Por esta razón no se dirigen los ojos a un punto
sin ver mujeres de esas con largos cabellos ensortijados, que, siendo casadas,
hubiesen podido dar cada una tres hijos al Estado, y cuya existencia
entera consiste en barrer con los pies la escena, saltar sin descanso; en una
palabra, en describir rápidos giros y tomar todas las actitudes que
prescriben las fábulas teatrales.
Hubo un tiempo en que Roma era el asilo de todas
las virtudes. Entonces, para retener a los extranjeros, la ingeniosa
hospitalidad de los magnates sabía ejercer bajo mil formas ese poder
que Homero atribuye a los frutos del país de los Lotófagos. Ahora, para
que se burlen de cualquiera, basta que haya nacido más allá del Pomerium,
a no ser que tenga la buena cualidad de ser viudo o célibe; porque no es
posible suponer de cuántas atenciones son objeto en Roma los hombres
sin hijos. Esta ciudad es la cabeza del mundo; natural es que las
enfermedades hagan más daño y que con harta frecuencia, todos los recursos
del arte de la medicina sean impotentes hasta para paliarlo; por tal razón
se ha imaginado este preservativo: cuando se tiene un amigo gravemente enfermo,
se evita el espectáculo de sus padecimientos. También hay otra precaución
que no carece de eficacia: si se envía un criado a preguntar por el estado
del paciente, a su regreso se le cierra la puerta de la casa, hasta que se
ha limpiado bien en los baños. Témese la vista de un enfermo hasta
por intermediario; pero que llegue una invitación para una boda en la que
se derrama dinero a manos llenas; de todos aquellos, tan tímidos acerca de
su salud, no hay uno solo, aunque estuviese atacado de gota, que no tenga
piernas para correr si fuese preciso hasta Spoleto. Esta es la vida de
los magnates.
En cuánto al populacho sin casa ni hogar, unas
veces pasa la noche en las tabernas, otras duerme al abrigo de los toldos con
que Cátulo, siendo edil, imitando los refinamientos de la Campania, fue el
primero en cubrir nuestros anfiteatros; o bien se entrega furiosamente al juego
de los dados, reteniendo el aliento, que en seguida expele con extraño
ruido; o también, siguiendo el gusto dominante, se le ve entregado de la
mañana a la noche, arrostrando el sol y la lluvia, a interminables discusiones
acerca de las menores circunstancias del mérito o inferioridad relativa
de tal caballo o de tal auriga. Cosa extraña por cierto ver a todo un
pueblo que apenas respira esperando el resultado de una carrera de carros.

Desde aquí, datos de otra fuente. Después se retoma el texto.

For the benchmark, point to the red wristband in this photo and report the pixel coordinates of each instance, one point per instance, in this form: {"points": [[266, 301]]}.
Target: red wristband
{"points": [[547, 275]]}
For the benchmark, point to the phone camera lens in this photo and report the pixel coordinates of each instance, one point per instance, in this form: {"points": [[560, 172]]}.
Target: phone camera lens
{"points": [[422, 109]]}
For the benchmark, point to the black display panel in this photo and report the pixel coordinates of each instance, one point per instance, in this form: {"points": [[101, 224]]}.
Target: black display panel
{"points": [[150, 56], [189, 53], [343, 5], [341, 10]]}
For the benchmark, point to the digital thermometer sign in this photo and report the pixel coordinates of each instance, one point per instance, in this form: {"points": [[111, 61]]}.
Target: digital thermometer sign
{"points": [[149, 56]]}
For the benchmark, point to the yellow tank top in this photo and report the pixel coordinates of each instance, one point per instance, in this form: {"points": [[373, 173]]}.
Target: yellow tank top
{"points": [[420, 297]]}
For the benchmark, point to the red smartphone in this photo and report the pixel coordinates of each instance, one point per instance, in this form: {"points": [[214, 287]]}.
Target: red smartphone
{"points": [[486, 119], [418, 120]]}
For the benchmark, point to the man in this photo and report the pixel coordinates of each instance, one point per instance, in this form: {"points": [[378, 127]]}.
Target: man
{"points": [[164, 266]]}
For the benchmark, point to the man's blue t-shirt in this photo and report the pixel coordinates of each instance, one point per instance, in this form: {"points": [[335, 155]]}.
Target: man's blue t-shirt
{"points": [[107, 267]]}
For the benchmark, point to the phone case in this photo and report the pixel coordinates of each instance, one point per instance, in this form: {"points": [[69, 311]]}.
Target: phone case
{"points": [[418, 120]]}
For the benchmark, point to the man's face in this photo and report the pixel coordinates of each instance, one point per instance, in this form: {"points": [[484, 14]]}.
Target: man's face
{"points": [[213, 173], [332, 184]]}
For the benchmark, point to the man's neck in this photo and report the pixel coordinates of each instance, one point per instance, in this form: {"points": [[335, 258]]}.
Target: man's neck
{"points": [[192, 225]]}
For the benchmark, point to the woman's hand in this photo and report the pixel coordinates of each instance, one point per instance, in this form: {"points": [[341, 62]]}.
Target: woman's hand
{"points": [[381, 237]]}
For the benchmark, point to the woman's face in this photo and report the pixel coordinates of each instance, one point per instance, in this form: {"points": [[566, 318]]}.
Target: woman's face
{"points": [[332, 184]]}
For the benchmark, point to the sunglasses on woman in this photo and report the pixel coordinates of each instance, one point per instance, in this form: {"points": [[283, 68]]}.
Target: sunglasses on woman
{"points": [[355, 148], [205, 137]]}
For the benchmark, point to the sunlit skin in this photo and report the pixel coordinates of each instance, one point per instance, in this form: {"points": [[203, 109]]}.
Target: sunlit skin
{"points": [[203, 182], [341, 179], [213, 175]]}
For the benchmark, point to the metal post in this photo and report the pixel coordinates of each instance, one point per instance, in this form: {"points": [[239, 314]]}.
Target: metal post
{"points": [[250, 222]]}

Estos son los cuidados que preocupan a Roma, no dejando espacio para nada
grave. Pero volvamos a nuestro relato.
La tiranía del César, demasiado gravosa ya para
los hombres honrados, traspasó todos los límites, y la opresión, pesando
indistintamente sobre los altos funcionarios públicos, los magistrados de
las ciudades y hasta del pueblo bajo, se extendió a todo el Oriente. En un
vértigo furioso llegó a incluir en una lista para ejecutarlos en masa a
los ciudadanos más notables de Antioquía; y esto porque había exigido la publicación
de una rebaja arbitraria de precios cuando precisamente amenazaba una
escasez, y aquéllos respondieron al agente del fisco con cierta
energía. Sin la valerosa resistencia de Honorato, que entonces era conde
de Oriente, ni uno solo habría
Iba Galo a marchar a Hierápolis para asistir, al
menos por fórmula, a la expedición, cuando el pueblo de Antioquía le suplicó con
instancias, para que le preservase del peligro de un hambre que deplorable
concurso de circunstancias hacía muy de temer. Este es el caso en que una
autoridad potente debe emplear sus recursos para el alivio de sufrimientos
locales. Galo no dio orden alguna ni tomó disposiciones para que afluyesen
provisiones de las provincias inmediatas. Pero en aquel momento tenía
consigo a Teófilo, consular de Siria, y fue verdadera víctima que entregó
en sacrificio a los terrores de aquella muchedumbre, repitiendo con
énfasis que no podían faltar víveres sino cuando quería el gobernador. El
populacho tomó estas palabras como excitación a los excesos, y en cuanto
hizo sentir sus rigores la calamidad, acudió tumultuosamente, aguijoneado por
la ira y el hambre, a la hermosa casa de Eubulo, varón muy distinguido
entre los suyos, y la redujo a cenizas. El gobernador le estaba ya como
entregado por sentencia del príncipe: abrumado de golpes, pisoteado, le
hicieron al fin pedazos, siendo este lamentable fin ocasión para que muchos reflexionasen
y viesen en perspectiva la suerte que les esperaba. En el momento en que
se consumaba el asesinato, aquel Sereniano cuya cobardía, como dijimos,
fue causa del saqueo de la ciudad de Celsa, en Fenicia, pasando de general
a acusado, y acusado justamente del crimen de lesa majestad, conseguía,
ignorándose cómo, su absolución ante los jueces; estando demostrado hasta
la evidencia que un agente suyo, cubierto con su propio gorro, sometido
previamente a una operación mágica, se había presentado por orden suya en
un templo donde se predecía lo venidero, y había preguntado a la suerte,
en términos claros, si su amo conseguiría el objeto de sus deseos, el
imperio absoluto. Por deplorable coincidencia, Teófilo pereció víctima
inocente del furor popular, cuando Sereniano, digno de universal
execración, era absuelto sin que reclamase la vindicta pública.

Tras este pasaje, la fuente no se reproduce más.